Auslöser für die neue Weichenstellung war der Entscheid des Kantons Bern, öffentliche Organisationen nicht mehr objekt-, sondern subjektbezogen bzw. bedürfnisorientiert mitzufinanzieren. Für das Rossfeld war sofort klar, dass dies künftig nur mit neuen Prozessen und entsprechender Software möglich war. «Der grösste Handlungsbedarf zeigte sich zu Beginn im Therapiezentrum, wo jede Leistung pro Klient erfasst und nach Taxpunkten abgerechnet werden muss», sagt Barbarba Mani, Leiterin Services. Dabei sollte aber gleich der gesamte therapeutische Prozess in einer Software abgebildet werden.

«PROFFIX ermöglicht uns, effizient und erfolgreich zu sein.»

Durchgängige Prozesse

Dem umfangreichen Anforderungskatalog an die neue Software wurden letztlich zwei KMU-Softwareanbieter gerecht. Die Entscheidung lag bei den Mitarbeitenden, die beide Programme testeten und sich einstimmig für PROFFX aussprachen.

Zwei Jahre nach der Einführung von PROFFIX im Therapiezentrum ist nicht nur die vom Staat geforderte Abrechnung mittlerweile auf allen Ebenen verwirklicht, sondern jeder Klient und die für ihn erbrachten Leistungen sind in PROFFIX dokumentiert und die Prozesse ohne Medienbruch digitalisiert. Alle Leistungen wie Mahlzeiten, Unterkunft, Pflege, Unterricht, Therapien werden laufend von allen befugten Personen dezentral im Monatsrapport von PROFFIX erfasst. Am Ende des Monats erstellt PROFFIX die Abrechnungen von über 330 Klienten gemäss den Vorgaben von Kanton und Krankenkassen.
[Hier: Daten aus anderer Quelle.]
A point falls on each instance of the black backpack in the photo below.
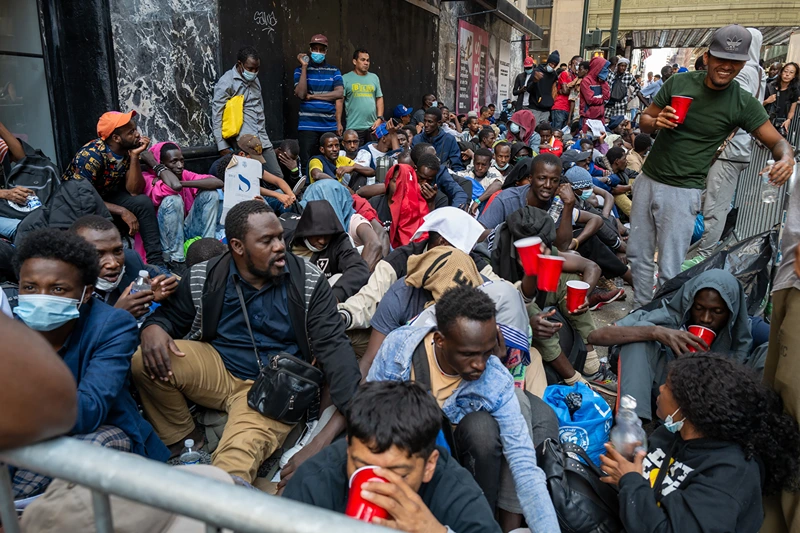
(35, 171)
(583, 503)
(618, 91)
Mit PROFFIX wurde auch das gesamte Personal- und Finanzwesen neu organisiert. So sind beispielsweise sämtliche Daten der 230 Voll- und Teilzeitbeschäftigten zentral erfasst, die erbrachten Stunden rapportiert und die monatlichen Lohnabrechnungen auf Knopfdruck für den E-Mail-Versand bereit. Im Finanzbereich arbeitet das Rossfeld mit allen PROFFIX Modulen inklusive E-Banking, wodurch der gesamte Buchungsprozess weitestgehend automatisiert ist. PROFFIX wird aber auch in der Abteilung Arbeiten mit Kundenaufträgen eingesetzt, die für Lernende und Bewohner des Rossfelds Ausbildungs- und Arbeitsort ist. Mit der mandantenfähigen PROFFIX Fibu wird die Buchhaltung von kleineren Firmen geführt, und für die lückenlose Verrechnung der erbrachten Dienstleistungen sorgt die Leistungserfassung. «Die Digitalisierung der Abläufe kommt unseren Mitarbeitenden sehr entgegen», betont Mani.

Schnittstellen inklusive

Einen grossen Mehrwert sieht Mani in der ständigen Weiterentwicklung der Software. «Viele wichtige administrative Abläufe, die sich heute digitalisieren lassen, werden mithilfe der entsprechenden Schnittstellen frühzeitig ermöglicht», so Mani. Dazu zählt beispielsweise MediData für die elektronische Leistungsabrechnung mit den Krankenkassen sowie das Einheitliche Lohnmeldeverfahren (ELM). Aktuell bereitet sich die Stiftung auf ISO 20022 vor.

«Die Anforderungen an uns werden in den kommenden Jahren weiter steigen», ist Bieri überzeugt. «Wir sind froh, mit PROFFIX eine betriebswirtschaftliche Software im Einsatz zu haben, die mit den Entwicklungen Schritt hält.»